In July 2009, the appellant, Sandra Jones, discovered that the respondent, Winnie Tsige, had been surreptitiously looking at Jones’ banking records. Tsige and Jones did not know each other despite the fact that they both worked for the same bank and Tsige had formed a common-law relationship with Jones’ former husband. As a bank employee, Tsige had full access to Jones’ banking information and, contrary to the bank’s policy, looked into Jones’ banking records at least 174 times over a period of four years.
Jones sued Tsige, claiming damages of $70,000 for invasion of privacy and breach of fiduciary duty, and punitive and exemplary damages of $20,000. A Superior Court judge dismissed the claims, finding among other things that Ontario law does not recognize a cause of action for invasion of privacy.
After reviewing an abundance of privacy law from Canada, the US, and other jurisdictions, the Court of Appeal found that it was appropriate to confirm the existence of a right of action for “intrusion upon seclusion”. The court found that privacy has long been recognized as an important underlying and animating value of various traditional causes of action to protect personal and territorial privacy. The court held that recognizing such a cause of action “would amount to an incremental step that is consistent with the role of this court to develop the common law in a manner consistent with the changing needs of society.”

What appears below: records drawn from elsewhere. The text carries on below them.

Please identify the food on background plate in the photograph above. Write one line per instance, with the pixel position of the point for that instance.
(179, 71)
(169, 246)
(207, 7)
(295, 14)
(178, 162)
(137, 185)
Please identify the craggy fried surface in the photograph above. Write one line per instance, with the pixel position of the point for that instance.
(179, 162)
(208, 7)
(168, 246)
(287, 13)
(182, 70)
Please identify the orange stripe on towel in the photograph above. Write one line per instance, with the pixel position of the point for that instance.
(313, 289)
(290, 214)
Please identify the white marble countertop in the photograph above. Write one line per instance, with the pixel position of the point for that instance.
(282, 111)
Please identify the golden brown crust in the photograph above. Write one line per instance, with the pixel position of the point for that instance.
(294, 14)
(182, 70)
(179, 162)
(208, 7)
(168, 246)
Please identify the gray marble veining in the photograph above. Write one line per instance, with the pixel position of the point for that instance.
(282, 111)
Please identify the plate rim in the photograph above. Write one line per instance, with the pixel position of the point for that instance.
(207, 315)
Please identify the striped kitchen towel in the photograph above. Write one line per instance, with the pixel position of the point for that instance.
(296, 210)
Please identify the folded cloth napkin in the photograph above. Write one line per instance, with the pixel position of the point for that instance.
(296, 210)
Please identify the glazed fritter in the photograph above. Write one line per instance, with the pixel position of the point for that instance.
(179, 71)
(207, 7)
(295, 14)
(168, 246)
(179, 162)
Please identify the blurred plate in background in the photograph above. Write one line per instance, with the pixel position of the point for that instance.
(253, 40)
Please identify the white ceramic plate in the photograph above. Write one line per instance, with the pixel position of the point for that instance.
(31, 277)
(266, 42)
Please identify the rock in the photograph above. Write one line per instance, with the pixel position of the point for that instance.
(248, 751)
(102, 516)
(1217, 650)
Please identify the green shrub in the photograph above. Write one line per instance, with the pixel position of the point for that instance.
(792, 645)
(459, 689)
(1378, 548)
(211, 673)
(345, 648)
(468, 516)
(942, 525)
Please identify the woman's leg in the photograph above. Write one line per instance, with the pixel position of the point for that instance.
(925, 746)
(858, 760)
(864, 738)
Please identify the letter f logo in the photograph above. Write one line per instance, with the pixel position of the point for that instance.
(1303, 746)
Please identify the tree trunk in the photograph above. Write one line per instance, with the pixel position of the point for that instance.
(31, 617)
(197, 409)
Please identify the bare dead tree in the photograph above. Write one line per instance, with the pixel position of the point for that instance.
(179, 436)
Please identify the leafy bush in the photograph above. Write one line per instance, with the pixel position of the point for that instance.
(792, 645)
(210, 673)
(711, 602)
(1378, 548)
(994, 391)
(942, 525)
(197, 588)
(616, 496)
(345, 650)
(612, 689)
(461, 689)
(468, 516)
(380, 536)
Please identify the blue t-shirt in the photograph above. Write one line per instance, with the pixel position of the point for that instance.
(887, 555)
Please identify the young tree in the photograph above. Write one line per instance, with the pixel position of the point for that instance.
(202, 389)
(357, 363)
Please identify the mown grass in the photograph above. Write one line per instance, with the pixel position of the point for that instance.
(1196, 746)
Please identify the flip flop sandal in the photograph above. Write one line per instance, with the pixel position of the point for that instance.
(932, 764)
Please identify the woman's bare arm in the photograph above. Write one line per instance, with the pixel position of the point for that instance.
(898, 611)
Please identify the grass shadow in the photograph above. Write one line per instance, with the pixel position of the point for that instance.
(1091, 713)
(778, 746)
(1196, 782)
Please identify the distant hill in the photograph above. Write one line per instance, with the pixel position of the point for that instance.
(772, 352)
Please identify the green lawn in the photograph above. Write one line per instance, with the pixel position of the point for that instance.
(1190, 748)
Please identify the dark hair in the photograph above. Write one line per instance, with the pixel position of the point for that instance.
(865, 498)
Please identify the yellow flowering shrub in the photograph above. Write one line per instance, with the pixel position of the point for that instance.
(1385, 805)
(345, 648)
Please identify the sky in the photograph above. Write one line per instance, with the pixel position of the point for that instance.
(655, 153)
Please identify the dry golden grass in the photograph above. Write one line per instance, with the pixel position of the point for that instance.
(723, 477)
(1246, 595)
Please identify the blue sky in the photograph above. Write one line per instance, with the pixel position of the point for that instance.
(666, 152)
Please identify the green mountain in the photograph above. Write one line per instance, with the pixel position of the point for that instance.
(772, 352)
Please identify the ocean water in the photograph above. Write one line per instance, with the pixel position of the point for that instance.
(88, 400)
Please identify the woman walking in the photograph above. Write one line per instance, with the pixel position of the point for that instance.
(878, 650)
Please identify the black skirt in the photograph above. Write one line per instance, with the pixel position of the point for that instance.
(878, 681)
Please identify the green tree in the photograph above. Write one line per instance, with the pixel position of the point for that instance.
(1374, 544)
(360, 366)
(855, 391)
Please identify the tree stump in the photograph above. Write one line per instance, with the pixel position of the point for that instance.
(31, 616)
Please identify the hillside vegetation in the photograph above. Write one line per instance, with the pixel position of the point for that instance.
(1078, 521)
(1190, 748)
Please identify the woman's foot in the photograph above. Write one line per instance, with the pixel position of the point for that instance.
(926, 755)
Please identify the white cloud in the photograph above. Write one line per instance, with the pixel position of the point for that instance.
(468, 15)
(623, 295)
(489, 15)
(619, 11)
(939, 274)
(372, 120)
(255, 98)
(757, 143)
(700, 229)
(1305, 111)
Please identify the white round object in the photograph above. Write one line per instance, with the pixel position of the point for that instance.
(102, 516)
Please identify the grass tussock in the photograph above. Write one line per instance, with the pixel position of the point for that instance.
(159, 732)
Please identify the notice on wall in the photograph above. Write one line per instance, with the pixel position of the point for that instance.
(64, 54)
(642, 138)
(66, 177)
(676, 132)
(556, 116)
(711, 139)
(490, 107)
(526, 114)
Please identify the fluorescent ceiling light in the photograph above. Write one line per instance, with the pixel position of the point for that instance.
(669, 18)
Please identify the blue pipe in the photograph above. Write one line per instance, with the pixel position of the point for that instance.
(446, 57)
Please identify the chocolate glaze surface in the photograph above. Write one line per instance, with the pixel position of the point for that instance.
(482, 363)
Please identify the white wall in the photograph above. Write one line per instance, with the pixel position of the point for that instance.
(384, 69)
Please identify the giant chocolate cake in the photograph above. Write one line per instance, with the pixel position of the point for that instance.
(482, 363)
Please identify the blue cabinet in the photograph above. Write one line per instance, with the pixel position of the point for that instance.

The court adopted as the elements of the action for “intrusion upon seclusion” the formulation found in Restatement (Second) of Torts (2010):
One who intentionally intrudes, physically or otherwise, upon the seclusion of another or his private affairs or concerns, is subject to liability to the other for invasion of his privacy, if the invasion would be highly offensive to a reasonable person.
The court held that the following were key features of the cause of action:
- The defendant’s conduct must be intentional, which would include reckless;
- The defendant must have invaded, without lawful justification, the plaintiff’s private affairs or concerns;
- Third, a reasonable person would regard the invasion as highly offensive causing distress, humiliation or anguish.
With respect to damages, the court held that damages for intrusion upon seclusion in cases where the plaintiff has suffered no pecuniary loss should be modest but sufficient to mark the wrong that has been done. The court fixed the range at up to $20,000 and awarded Jones $10,000.